Before you start fuming, please note that Mr. Keen is a polite, educated gentleman, who is no luddite. He appreciates technology and seems to be concerned that we will lose the press along with respect for certain educated authorities in a tide of democratic, anti-elitist, utopian enamorment with the internet.
Whenever I hear the doom-and-gloomsayers speak of the internet, I can't help but think of a quote from Socrates' Phaedrus , concerning writing. He believed it...
“... destroys memory [and] weakens the mind, relieving it of…work that makes it strong [and] is an inhuman thing.”
Of course it is undeniably true that because we can write things down we commit fewer details to memory - thus our mind is indeed weakened. On the other hand, we are able to do so much more work of other kinds these days because we can look up data we could never commit to memory. We can decide what is important to memorize and relegate everything else to a library of records.
I have been hearing for years that the internet will bring the end of the era of the book: That we will no longer want to read from nondigital sources - that publishing and printing will disappear. Of course this is an old trope, one that has been repeated frequently about a variety of entities - most memorably about the movie with the invention of television first and then the video recorder. The film industry it seems has yet to be appraised of its own demise. I seriously doubt that we will see the end of the newspaper, the professor or the author paid for his/her writings and opinions either.

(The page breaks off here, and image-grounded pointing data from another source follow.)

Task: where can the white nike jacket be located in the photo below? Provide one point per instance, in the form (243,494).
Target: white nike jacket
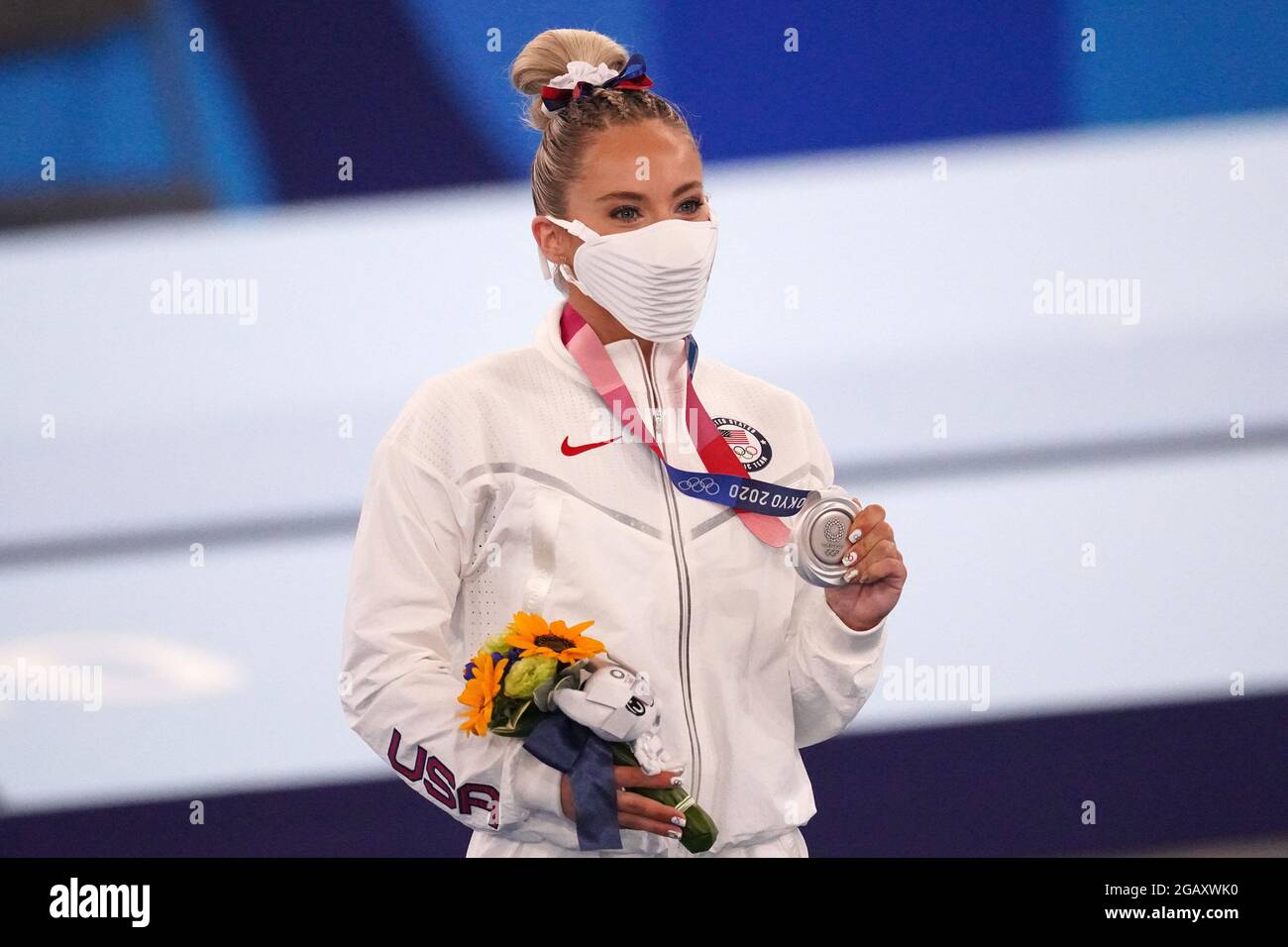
(487,497)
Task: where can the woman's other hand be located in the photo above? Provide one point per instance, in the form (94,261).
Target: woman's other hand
(632,809)
(875,571)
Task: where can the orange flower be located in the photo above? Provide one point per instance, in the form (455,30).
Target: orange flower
(480,690)
(533,637)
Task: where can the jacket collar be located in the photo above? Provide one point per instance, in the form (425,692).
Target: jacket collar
(669,359)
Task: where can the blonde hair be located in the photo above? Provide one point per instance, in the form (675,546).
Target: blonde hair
(566,134)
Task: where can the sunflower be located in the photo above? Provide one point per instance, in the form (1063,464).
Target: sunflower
(480,689)
(531,634)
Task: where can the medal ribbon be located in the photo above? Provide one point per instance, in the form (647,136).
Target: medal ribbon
(758,502)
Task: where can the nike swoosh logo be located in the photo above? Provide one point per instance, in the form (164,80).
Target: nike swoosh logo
(570,451)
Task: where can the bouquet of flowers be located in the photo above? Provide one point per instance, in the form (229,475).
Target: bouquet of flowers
(580,710)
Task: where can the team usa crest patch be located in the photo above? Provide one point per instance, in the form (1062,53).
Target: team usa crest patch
(748,445)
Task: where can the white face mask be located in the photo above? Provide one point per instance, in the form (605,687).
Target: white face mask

I confess, I am one who appreciates the democratization of publishing and information brought about by the internet. I am a teacher (and yes, I frequently feel unappreciated for my expertise.) I, nonetheless, live by the conviction that the more information that is out there - the more likely we are to be able to fathom a meaningful truth. It is when information is hidden and repressed that we can not get a well rounded picture of the situation and we err in our important decisions.

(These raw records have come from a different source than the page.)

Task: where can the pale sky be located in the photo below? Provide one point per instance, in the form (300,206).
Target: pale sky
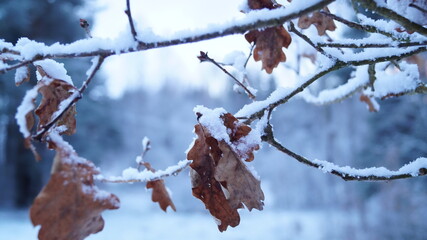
(176,65)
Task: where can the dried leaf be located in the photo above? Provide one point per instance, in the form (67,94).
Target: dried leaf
(242,186)
(160,193)
(205,187)
(54,93)
(22,74)
(237,131)
(70,205)
(372,105)
(319,20)
(269,43)
(219,177)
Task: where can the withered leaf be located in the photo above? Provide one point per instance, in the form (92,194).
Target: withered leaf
(70,205)
(53,95)
(319,20)
(268,46)
(205,187)
(242,186)
(159,194)
(219,177)
(370,102)
(22,75)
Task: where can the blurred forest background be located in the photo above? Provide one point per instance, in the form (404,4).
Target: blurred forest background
(109,132)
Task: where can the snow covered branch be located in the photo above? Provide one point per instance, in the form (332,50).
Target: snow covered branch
(412,169)
(132,175)
(27,51)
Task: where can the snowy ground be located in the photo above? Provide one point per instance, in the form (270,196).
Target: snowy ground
(131,222)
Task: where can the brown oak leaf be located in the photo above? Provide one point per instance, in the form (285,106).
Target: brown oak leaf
(268,42)
(70,205)
(54,93)
(159,194)
(319,20)
(242,186)
(370,102)
(219,177)
(205,187)
(268,46)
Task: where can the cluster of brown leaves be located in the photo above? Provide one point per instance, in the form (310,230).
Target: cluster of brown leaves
(319,20)
(70,205)
(54,92)
(268,42)
(219,177)
(159,194)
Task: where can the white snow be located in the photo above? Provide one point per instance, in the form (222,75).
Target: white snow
(54,70)
(411,168)
(26,106)
(145,175)
(361,78)
(21,74)
(406,80)
(211,120)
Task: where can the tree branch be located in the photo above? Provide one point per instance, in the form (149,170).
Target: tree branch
(205,58)
(132,26)
(390,14)
(346,173)
(146,175)
(71,100)
(251,21)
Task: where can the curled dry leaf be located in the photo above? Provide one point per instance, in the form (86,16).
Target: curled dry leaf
(370,102)
(22,74)
(70,205)
(269,41)
(55,93)
(319,20)
(268,46)
(160,193)
(220,179)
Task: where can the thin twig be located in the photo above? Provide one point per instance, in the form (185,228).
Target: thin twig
(240,28)
(366,28)
(418,8)
(85,25)
(205,58)
(307,39)
(372,45)
(338,65)
(73,99)
(269,138)
(390,14)
(158,177)
(249,56)
(132,26)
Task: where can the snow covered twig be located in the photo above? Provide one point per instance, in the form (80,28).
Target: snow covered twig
(413,169)
(71,100)
(132,175)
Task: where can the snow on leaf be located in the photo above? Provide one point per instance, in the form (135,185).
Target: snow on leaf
(70,205)
(242,186)
(55,93)
(269,43)
(219,177)
(160,193)
(319,20)
(22,74)
(25,118)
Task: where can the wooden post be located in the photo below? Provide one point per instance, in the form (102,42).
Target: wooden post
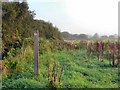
(36,53)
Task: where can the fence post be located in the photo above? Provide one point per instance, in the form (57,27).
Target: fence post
(36,52)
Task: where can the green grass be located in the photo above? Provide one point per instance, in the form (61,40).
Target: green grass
(78,73)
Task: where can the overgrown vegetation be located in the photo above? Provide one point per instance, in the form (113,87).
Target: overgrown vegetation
(77,72)
(62,64)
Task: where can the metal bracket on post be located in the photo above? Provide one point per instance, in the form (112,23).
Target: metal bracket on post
(36,52)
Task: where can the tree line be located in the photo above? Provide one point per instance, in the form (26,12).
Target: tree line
(18,23)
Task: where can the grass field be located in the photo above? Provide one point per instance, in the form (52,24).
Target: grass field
(79,72)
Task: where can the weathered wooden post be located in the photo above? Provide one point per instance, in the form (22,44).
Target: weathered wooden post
(36,52)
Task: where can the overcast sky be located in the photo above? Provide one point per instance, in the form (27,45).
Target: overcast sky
(79,16)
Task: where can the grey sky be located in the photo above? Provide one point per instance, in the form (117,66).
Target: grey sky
(79,16)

This means letting everyone have a chance at his or her say - no matter how ridiculous, outrageous, uninformed, biggoted or scary. Need we worry that the public will take their ideas from uninformed and ignorant sources?
Perhaps. History (as wella s current American politics) certainly offers plenty of moral lessons about people who acted on too little, and flawed information. I think, however, that the more information we find "out there", the more likely we are to recognize the need for and to seek out those very experts that Andrew Keen feels are being obviated by the prepondrance of internet information. Jefferson said it better, "Information is the currency of democracy." Perchance we will have a brief period of confusion and being led astray - but when I encounter an issue on the web with too much conflicting data, I seek out multiple sources and then I start to look for the experts. Who has a degree, what does the New York Times , say about it, can the detractors' position be supported by credible sources? I doubt that I am so different from all the other users of the internet.
Will people read less nonvirtual material? Maybe for a while. Children are reading less and less we are told. I agree this is probably not a good thing. Still - it took only one unemployed woman writer on a train to get a generation (or more?) of children back to devouring books avidly. Could they read Harry Potter illegally on the net? Probably, but seriously, is that the way you want to spend your time reading?
Thomas Jefferson also said, "I cannot live without books." When I curl up in bed with something good to read, my laptop is nowhere in sight. There is nothing better than a newspaper or book, an overstuffed chair and a cup of tea or coffee in the morning. Yes, I could be fighting Dragon riding necromancers, and there is certainly a time and place for that, but there are times when I prefer a nice magazine and a glass of iced tea to tap tap tapping onthe keyboard. I love my computer, but there are times when I would rather have a cat in my lap and instead of a mouse in hand - sometimes I'll take a book.
I have faith that this is so and will be so not just for myself, but for many, many people for a long, long time.